2007年7月23日のこと。昨年8月に悪性リンパ腫のホジキン病を宣告されたレッドソックスの先発左腕ジョン・レスター投手(23)が、ご当地のインディアンス戦で復帰登板、6イニングを5安打6奪三振2失点で334日ぶりの白星を手にした。6−2で勝ったチームは4連勝。後輩に刺激を受けた松坂大輔投手(26)は24日の同戦に先発、前回の汚名返上を目指す。←そして見事期待に応えた。
レスターは幼さの残る顔で、口をポカンと開けていた。がんを克服して勝ち取った334日ぶりの勝利が、自分でも信じられなかった。

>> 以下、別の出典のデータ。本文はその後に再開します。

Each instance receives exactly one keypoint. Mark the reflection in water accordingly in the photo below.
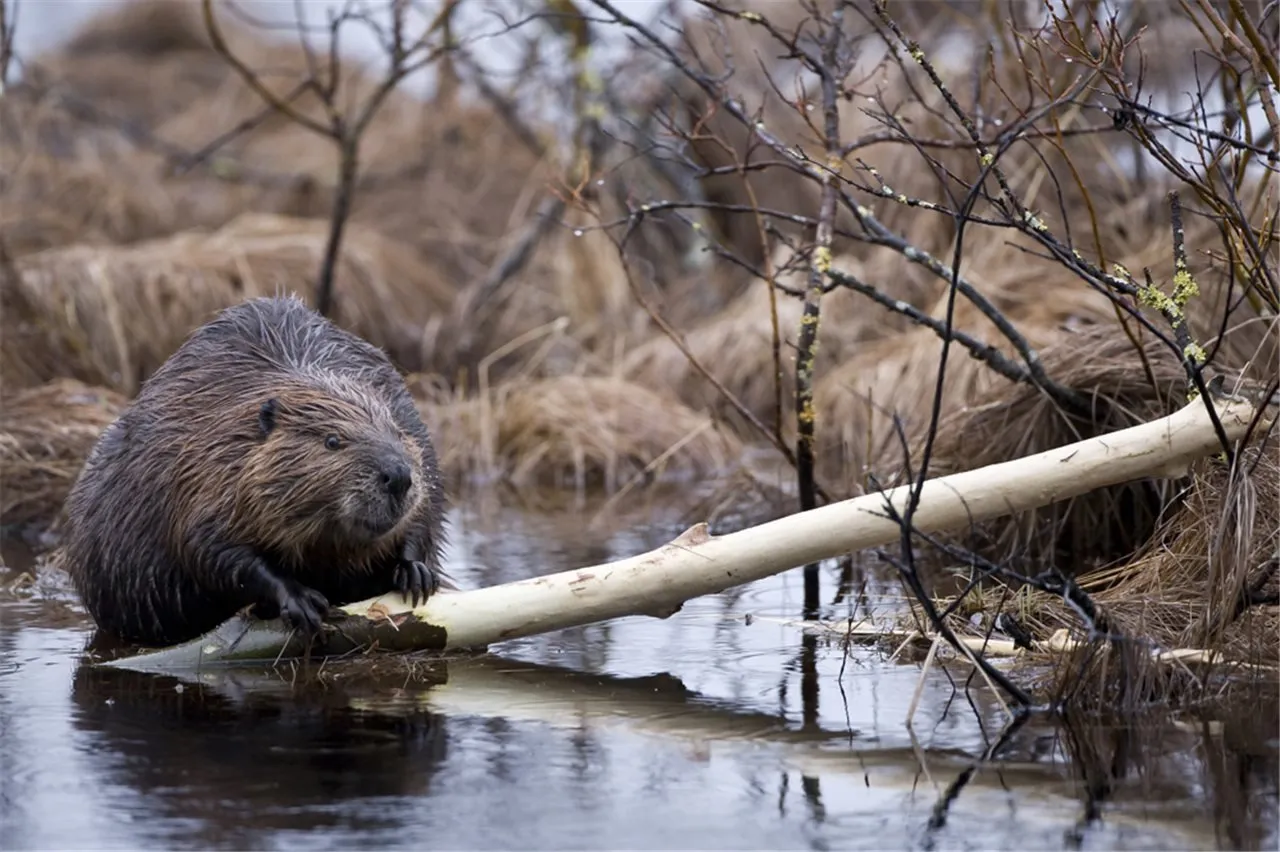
(702, 731)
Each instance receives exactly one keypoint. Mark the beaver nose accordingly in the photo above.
(397, 479)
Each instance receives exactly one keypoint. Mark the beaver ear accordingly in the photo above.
(266, 416)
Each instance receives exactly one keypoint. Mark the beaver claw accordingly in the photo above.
(302, 608)
(412, 578)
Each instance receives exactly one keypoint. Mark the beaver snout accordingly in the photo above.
(397, 477)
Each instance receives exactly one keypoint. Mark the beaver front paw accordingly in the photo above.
(414, 577)
(301, 608)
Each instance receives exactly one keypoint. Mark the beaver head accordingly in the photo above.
(329, 466)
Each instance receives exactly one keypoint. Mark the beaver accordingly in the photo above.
(274, 462)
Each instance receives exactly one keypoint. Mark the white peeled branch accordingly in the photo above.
(698, 563)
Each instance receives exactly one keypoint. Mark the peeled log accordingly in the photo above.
(698, 563)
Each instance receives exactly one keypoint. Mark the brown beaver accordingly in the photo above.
(275, 461)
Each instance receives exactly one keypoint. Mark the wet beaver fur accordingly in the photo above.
(274, 461)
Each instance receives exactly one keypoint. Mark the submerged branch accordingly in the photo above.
(698, 563)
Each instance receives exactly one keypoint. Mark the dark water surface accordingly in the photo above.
(696, 732)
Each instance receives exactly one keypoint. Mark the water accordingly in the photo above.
(702, 731)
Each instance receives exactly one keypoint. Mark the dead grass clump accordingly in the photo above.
(112, 315)
(1212, 560)
(584, 431)
(105, 195)
(46, 433)
(138, 60)
(736, 344)
(1123, 386)
(1206, 582)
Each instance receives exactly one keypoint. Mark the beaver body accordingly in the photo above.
(274, 461)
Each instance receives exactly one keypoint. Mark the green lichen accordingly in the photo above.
(1184, 285)
(822, 260)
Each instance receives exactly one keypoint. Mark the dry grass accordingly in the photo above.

「長いオフシーズンだった。再びここに立てることはハッピーだし、それだけの力は持ってきたつもり。闘病の苦しさを分かち合ってくれた両親の存在が、何よりも大きかった」
メジャーデビューした昨年に7勝2敗と最高のスタートを切った。ところが、7勝目を挙げた8月23日の直後に血液のがんの一種、悪性リンパ腫を宣告された。正式な病名は「成人非ホジキンリンパ腫」。それからは計6度の放射線治療を受けるなど、失意の中で苦しい治療が続いた。
メジャー復帰を果たしたこの日は「1球目を投げるまでは緊張したが、その後は自分の投球を心掛けた」と切れのある速球を中心に粘り強く投げた。5−2とリードした4回2死満塁のピンチでは、その前の打席で2ランを打たれていた1番サイズモアを150キロの速球で空振り三振。その瞬間、スタンドの両親はガッツポーズし、息子の復活に顔をクシャクシャにして喜んだ。
「とにかく野球が大好き。野球を今後も楽しんでいきたい。体調も前とそんなに大きな変わりはない」
力強く語るレスターの復活劇で、ア・リーグ東地区首位のチームは4連勝。苦しい夏場を乗り切るための、大きな“新戦力”が加わった。